Abstract 152P
Background
Interleukin-38 (IL-38) is a newly discovered cytokine of IL-1 family which suppresses T cell activation and facilitates the resolution of inflammation. Despite this, its role in carcinogenesis remains poorly understood.
Methods
Human colon adenocarcinoma tissue microarrays were stained with IL-38, CD8, γδTCR, CD4, CD20 and CD3 via multiplexed immunofluorescence. IL-38 knockout (Il1f10-/-) and epithelium-specific IL-38 knockout (Il1f10△Villin) mice, alongside control groups were subjected to azoxymethane/dextran sodium sulfate (AOM/DSS) challenge. Antibodies against IL-38 were applied to wild-type mice with AOM/DSS treatment at the colitis or tumor stage. Flow cytometry and multiplexed immunofluorescence were conducted to delineate immune profiles and tertiary lymphoid structure (TLS) formation in intestinal tissues.
Results
In tissues from human colon adenocarcinoma, elevated IL-38 expression was observed compared with healthy controls, correlating negatively with infiltration of T cells and mismatch repair gene mutations. High epithelial IL-38 levels inversely correlated with the overall survival of patients with microsatellite stable tumors. Il1f10-/- mice and mice treated with an antibody neutralizing IL-38 exhibited exacerbated colitis but, surprisingly, fewer tumors in AOM/DSS model. Elevated inflammatory cytokine levels were noted, which correlated with heightened T cell infiltration and abundant TLS formation. Il1f10△Villin mice exhibited reduced tumor burden without developing severe colitis akin to Il1f10-/- mice and mice treated with anti-IL-38 antibodies.
Conclusions
Our findings revealed significantly elevated IL-38 levels in intestinal tissues from colon cancer patients compared to healthy individuals, exhibiting a negative correlation with patient outcomes. Inhibition of IL-38, either genetically or by an antibody-mediated blockade, facilitates T cell recruitment and TLS assembly, and consequently impeding colon carcinogenesis. Thus, agents targeting IL-38 represent a promising avenue for the prevention and treatment of colorectal cancer, particularly for patients with microsatellite stable tumors that do not benefit from current immunotherapy strategies.

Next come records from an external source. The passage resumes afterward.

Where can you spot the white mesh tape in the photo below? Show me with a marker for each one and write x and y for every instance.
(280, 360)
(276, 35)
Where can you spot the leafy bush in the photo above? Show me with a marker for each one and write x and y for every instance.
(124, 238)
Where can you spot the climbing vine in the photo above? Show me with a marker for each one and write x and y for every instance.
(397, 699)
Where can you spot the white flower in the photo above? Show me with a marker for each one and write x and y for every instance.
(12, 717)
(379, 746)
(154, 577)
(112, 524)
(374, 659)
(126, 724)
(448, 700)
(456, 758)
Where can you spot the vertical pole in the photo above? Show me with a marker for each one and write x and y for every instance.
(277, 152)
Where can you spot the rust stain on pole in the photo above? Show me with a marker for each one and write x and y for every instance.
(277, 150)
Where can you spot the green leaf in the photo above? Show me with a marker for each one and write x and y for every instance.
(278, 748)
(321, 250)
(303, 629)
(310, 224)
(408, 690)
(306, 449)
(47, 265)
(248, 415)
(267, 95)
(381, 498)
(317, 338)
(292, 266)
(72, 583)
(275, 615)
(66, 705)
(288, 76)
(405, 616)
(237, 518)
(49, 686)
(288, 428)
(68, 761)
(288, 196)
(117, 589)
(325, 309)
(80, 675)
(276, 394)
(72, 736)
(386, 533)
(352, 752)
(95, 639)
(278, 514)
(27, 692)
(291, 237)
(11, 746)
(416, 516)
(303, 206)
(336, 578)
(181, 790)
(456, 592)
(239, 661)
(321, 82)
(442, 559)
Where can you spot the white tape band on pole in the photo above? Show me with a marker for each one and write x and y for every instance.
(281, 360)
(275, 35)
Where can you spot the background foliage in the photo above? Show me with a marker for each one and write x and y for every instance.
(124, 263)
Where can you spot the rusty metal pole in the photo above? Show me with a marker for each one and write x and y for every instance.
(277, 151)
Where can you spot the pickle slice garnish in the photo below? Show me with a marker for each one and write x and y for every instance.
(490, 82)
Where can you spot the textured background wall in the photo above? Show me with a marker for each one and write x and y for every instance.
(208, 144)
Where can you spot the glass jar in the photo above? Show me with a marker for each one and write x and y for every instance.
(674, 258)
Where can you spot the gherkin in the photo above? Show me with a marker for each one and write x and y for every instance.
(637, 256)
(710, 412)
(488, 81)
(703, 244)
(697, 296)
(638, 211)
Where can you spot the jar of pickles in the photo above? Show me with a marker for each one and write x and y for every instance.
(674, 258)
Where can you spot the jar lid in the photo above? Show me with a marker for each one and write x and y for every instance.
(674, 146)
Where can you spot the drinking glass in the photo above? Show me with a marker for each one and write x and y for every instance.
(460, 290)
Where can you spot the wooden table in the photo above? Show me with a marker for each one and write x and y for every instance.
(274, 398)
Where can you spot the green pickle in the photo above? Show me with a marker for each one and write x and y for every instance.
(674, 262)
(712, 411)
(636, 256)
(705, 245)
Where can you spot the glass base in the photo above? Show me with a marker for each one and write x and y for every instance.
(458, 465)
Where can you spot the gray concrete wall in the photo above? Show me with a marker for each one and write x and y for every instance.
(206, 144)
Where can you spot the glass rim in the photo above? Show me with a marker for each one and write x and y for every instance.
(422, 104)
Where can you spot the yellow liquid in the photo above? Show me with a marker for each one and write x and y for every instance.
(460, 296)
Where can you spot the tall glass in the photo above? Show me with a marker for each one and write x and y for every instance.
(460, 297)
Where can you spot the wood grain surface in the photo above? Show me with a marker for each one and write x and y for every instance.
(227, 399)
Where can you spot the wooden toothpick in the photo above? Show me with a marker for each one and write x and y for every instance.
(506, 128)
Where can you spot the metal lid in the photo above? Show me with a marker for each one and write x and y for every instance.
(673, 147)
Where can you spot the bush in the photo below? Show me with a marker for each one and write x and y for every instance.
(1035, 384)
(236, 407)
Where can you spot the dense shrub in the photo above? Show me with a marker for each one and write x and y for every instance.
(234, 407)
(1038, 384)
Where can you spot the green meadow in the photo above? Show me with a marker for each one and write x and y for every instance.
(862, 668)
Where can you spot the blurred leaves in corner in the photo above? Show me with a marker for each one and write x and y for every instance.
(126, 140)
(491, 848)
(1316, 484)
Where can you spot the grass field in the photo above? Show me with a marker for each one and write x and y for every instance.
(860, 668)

Legal entity responsible for the study
The authors.
Funding
The abstract was supported by Deutsche Krebshilfe (70114051), Deutsche Forschungsgemeinschaft (SFB 1039, TP B06; GRK 2336, TP1), and the LOEWE Center Frankfurt Cancer Institute (FCI), funded by the Hessen State Ministry for Higher Education, Research and the Arts.
Disclosure
All authors have declared no conflicts of interest.